A lady made a move on you, you were supposed to be flattered. Otherwise, you risked offending her—
Her, and the neighborhood aficionados who’d suddenly shifted their attention his way.
“Hello,” he said with forced politeness, and then gave all his attention to his plate.
“You’re new here.”
Travis took a bite of hamburger, chewed as if chewing were the most important thing in his life.
“I’m Bev.”
He nodded. Kept chewing.
She leaned in close, wedged one of her 40 Double D’s against his arm.
“You got a name, cowboy?”
Now what? This was not a good situation. Whatever he did, short of taking Bev’s clear invitation to heart, would almost surely lead to trouble.

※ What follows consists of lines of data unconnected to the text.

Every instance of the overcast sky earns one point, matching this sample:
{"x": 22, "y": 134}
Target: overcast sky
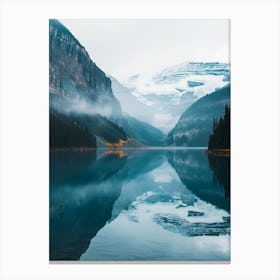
{"x": 124, "y": 47}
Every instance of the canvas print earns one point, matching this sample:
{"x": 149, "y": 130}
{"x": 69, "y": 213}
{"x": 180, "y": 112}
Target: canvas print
{"x": 139, "y": 138}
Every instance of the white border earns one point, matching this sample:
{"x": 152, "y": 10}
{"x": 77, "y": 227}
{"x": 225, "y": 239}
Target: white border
{"x": 255, "y": 138}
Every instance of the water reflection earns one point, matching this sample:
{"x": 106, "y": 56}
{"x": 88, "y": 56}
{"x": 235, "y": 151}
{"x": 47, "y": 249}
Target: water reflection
{"x": 139, "y": 205}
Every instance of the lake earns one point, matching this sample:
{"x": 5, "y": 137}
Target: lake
{"x": 139, "y": 205}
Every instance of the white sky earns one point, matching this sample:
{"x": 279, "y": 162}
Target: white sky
{"x": 125, "y": 47}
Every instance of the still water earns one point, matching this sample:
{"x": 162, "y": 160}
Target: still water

She’d be insulted, her pals would think they had to ride to the rescue …
Maybe honesty, polite and up-front, was the best policy.
Travis took a paper napkin from its metal holder, blotted his lips and turned toward her.
“Listen, Bev,” he said, not unkindly, “I’m not interested, okay?” Her face reddened and he thought, hell, I’m not doing this right. “I mean, you’re a—a good-looking woman but I’m—I’m meeting somebody.”
“Really?” Bev said coldly. “You want me to believe you’re waitin’ for your date?”
“Exactly. She’ll be here any—”
“You’re waitin’ for your date, and you’re eatin’ without her?”
The guy on the other side of Bev was leaning toward them.
He was the size of a small mountain and from the look in his tiny eyes, he was hot and ready for a Friday night fight.
Slowly, carefully, Travis put down the burger and the napkin.
The Mountain outweighed him by fifty pounds, easy, and the hand wrapped around the bottle he was holding was the size of a ham.
No problem. Travis had taken on bigger men and come through just fine. If anything, it added to the kick.
Yes, but the Mountain has friends here. Many. And you, dude, are all by your lonesome.
The Voice of Reason.
Despite what his brothers sometimes said about him, Travis had been known not just to hear that voice but to listen to it.
But Bev was going on and on about no-good, scumbag liars and her diatribe had drawn the attention of several of the Mountain’s pals. Every last one of them looked happy to come to her aid by performing an act of chivalry that would surely involve beating the outsider—him—into a bloody mass of barely-breathing flesh.
Not good, said the Voice of Reason.
The bloody part was okay. He’d been there before.
But there was a problem.
He had a meeting in Frankfurt Monday morning, a huge deal he’d been working on for months, and he had the not-very-surprising feeling that the board of directors at the ultraconservative, three-hundred-year-old firm of Bernhardt, Bernhardt and Stutz would not look kindly on a financial expert who showed up with a couple of black eyes, a dinged jaw and, for all he knew, one or two missing teeth.
It would not impress them at all if he explained that he’d done his fair share of damage. More than his fair share, because he surely would manage that.
Dammit, where were a man’s brothers when he needed them?
“The lady’s talkin’ to you.” The Mountain was leaning past Bev. God, his breath stank. “What’s the matter? You got a hearin’ problem or something, pretty boy?”
Conversation died out. People smiled.
Travis felt the first, heady pump of adrenaline.
“My name,” he said carefully, “is not ‘pretty boy.’”
“His name is not pretty boy,” The Mountain mimicked.
Bev, sporting a delighted smile, slid from her stool. Maybe he’d misjudged her purpose. Maybe setting up a fight had been her real job.
Either way, Travis saw his choices narrowing down, and rapidly.
Bev’s defender got to his feet.
“You’re making a mistake,” Travis said quietly.
The Mountain snorted.
Travis nodded, took a last swig of beer, said a mental “goodbye” to Monday’s meeting and stood up.